Одежду свою Шведов сменил, ходил теперь только в «штрюцком», ничего военного, даже усы начал подстригать по-пижонски, квадратиком. Это был другой человек, не Шведов.
На Николаевском вокзале он решил отыскать нужного человечка — лучше всего железнодорожного служащего, — и выведать у него всё о Красине. В том, что это ему удастся сделать, Шведов не сомневался, знал, что за деньги он сумеет купить себе и не такие сведения.
У вокзала он увидел малорослого жиглявого паренька в большой клетчатой кепке. Судя по всему, кастрата — человек этот неестественно тонким женским голоском вслух читал заметку (это была та самая заметка, о Красине) в газете, помещённой в застеклённый стенд, стоявший на двух деревянных ногах. Такие газетные стенды были разбросаны по всему Петрограду, советская власть решила с помощью печати воздействовать на умы граждан. Шведов подошёл к кастрату.
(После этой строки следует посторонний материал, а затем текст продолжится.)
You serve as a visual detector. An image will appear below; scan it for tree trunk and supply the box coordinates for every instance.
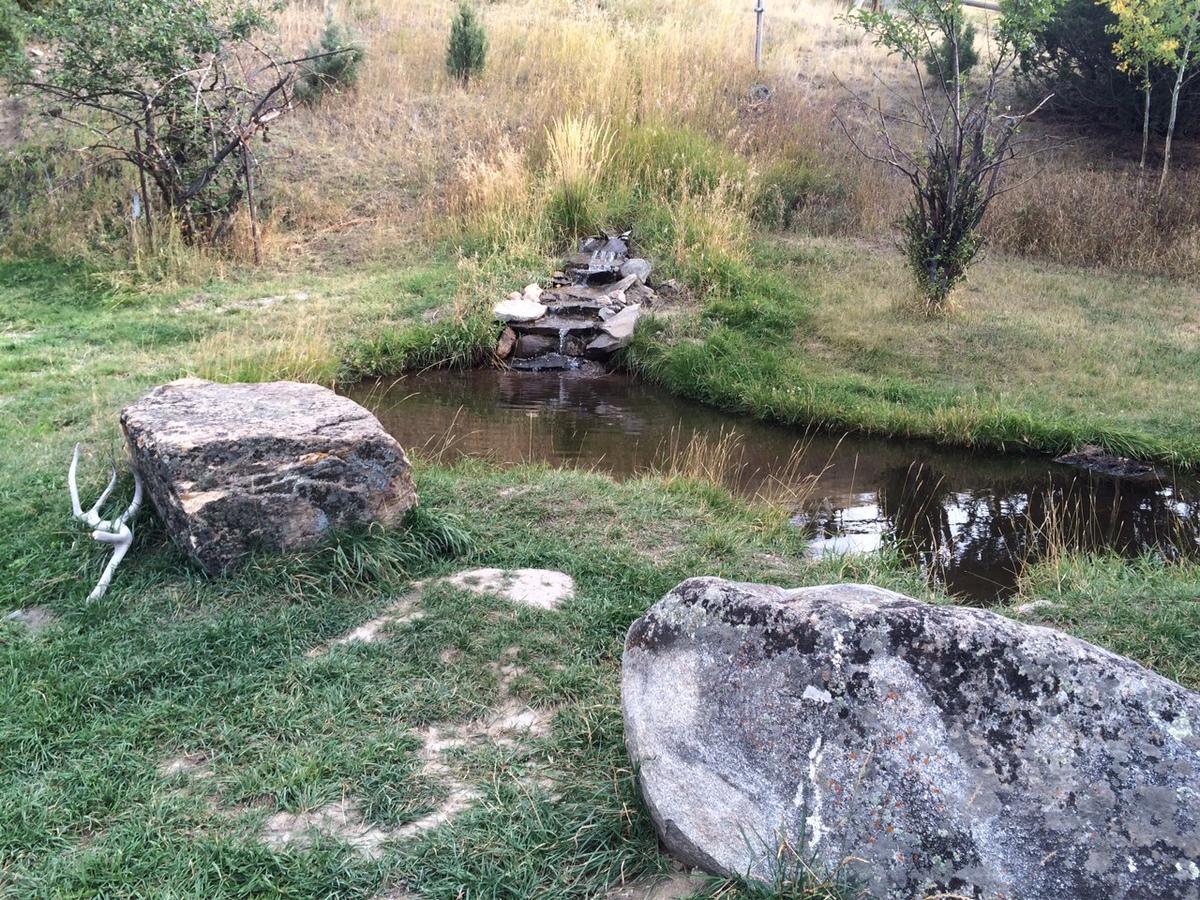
[1138,62,1152,170]
[1158,38,1192,199]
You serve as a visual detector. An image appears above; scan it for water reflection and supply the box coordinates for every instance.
[349,371,1200,601]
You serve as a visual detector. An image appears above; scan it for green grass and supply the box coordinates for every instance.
[0,248,1200,900]
[629,241,1200,466]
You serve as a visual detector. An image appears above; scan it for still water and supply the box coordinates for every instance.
[347,370,1200,602]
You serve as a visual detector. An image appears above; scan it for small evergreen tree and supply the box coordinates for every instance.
[446,0,487,85]
[295,16,367,103]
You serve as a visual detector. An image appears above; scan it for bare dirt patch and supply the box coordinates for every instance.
[263,798,397,859]
[158,752,212,779]
[306,593,425,659]
[263,643,551,859]
[445,569,575,610]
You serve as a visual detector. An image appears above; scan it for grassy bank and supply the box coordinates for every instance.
[0,250,1200,899]
[629,239,1200,467]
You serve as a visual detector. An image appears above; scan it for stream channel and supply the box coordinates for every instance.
[346,370,1200,604]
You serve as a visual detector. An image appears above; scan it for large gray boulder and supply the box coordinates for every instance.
[622,578,1200,900]
[121,378,416,574]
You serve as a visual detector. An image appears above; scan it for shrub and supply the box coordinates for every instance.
[1021,0,1200,136]
[14,0,326,251]
[0,0,25,67]
[295,16,366,103]
[846,0,1048,313]
[922,16,979,84]
[446,2,487,85]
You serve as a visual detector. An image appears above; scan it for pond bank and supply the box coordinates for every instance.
[343,368,1200,604]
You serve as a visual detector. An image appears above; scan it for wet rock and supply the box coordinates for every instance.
[121,378,416,574]
[620,257,650,284]
[496,328,517,359]
[622,578,1200,900]
[583,335,629,361]
[512,335,559,360]
[492,296,546,322]
[521,316,600,336]
[1055,444,1158,479]
[566,232,629,281]
[509,353,605,376]
[601,304,642,346]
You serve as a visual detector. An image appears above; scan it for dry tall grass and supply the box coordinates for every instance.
[267,0,1200,278]
[4,0,1200,272]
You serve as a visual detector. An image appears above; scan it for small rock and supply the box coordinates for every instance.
[600,304,642,343]
[620,257,650,284]
[605,872,708,900]
[622,578,1200,900]
[659,278,683,300]
[492,294,546,323]
[5,606,58,635]
[746,83,770,104]
[1055,444,1158,479]
[583,335,629,361]
[121,378,416,575]
[496,328,517,359]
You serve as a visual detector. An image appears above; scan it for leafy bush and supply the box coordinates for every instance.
[9,0,316,248]
[295,16,367,103]
[1021,0,1200,137]
[446,1,487,85]
[922,16,979,83]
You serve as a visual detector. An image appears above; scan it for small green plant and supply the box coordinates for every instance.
[446,2,487,85]
[295,16,367,103]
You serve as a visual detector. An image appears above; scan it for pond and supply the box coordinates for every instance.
[347,370,1200,604]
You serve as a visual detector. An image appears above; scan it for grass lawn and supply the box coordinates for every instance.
[0,255,1200,899]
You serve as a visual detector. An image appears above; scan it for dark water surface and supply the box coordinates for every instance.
[347,370,1200,602]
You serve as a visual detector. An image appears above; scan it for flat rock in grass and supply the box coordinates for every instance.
[121,378,416,574]
[4,606,58,635]
[492,296,546,323]
[622,578,1200,900]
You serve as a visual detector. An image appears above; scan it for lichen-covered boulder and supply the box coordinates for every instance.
[121,378,416,574]
[622,578,1200,900]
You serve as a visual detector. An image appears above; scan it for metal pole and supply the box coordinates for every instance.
[754,0,763,68]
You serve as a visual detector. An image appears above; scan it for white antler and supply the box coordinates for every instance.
[67,444,142,601]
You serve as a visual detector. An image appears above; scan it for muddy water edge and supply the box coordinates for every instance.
[343,370,1200,604]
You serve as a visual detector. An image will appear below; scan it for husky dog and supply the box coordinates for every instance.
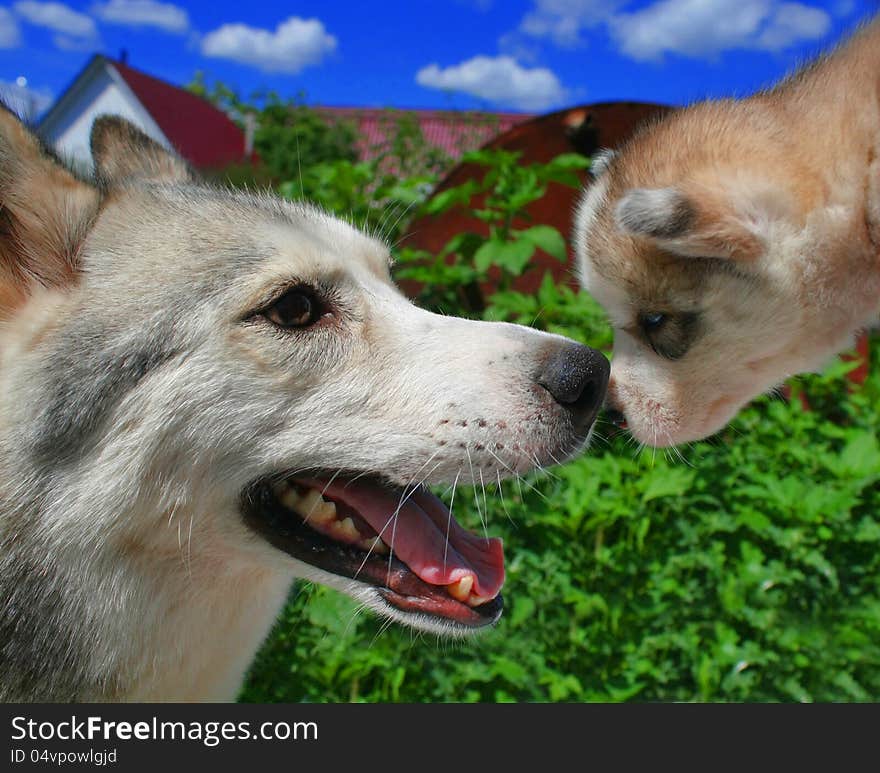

— «На золото, которое Красин передаст нашим зарубежным друзьям, Советская Россия получит необходимое промышленное оборудование и технику», — ликующим бабьим голоском прочитал кастрат и, оглянувшись на Шведова, произнёс: — А ведь это здорово, товарищ!
— Здорово, — не замедлил подтвердить Шведов.
— Вот тогда мы и заживём! — восхищённо пропел кастрат и вновь оглянулся на Шведова: — А он толковый мужик, этот товарищ Красин?
— Оч-чень! — Шведов утверждающе наклонил голову.
— Интересно, интересно, — оживился кастрат, — расскажите, пожалуйста, товарищ!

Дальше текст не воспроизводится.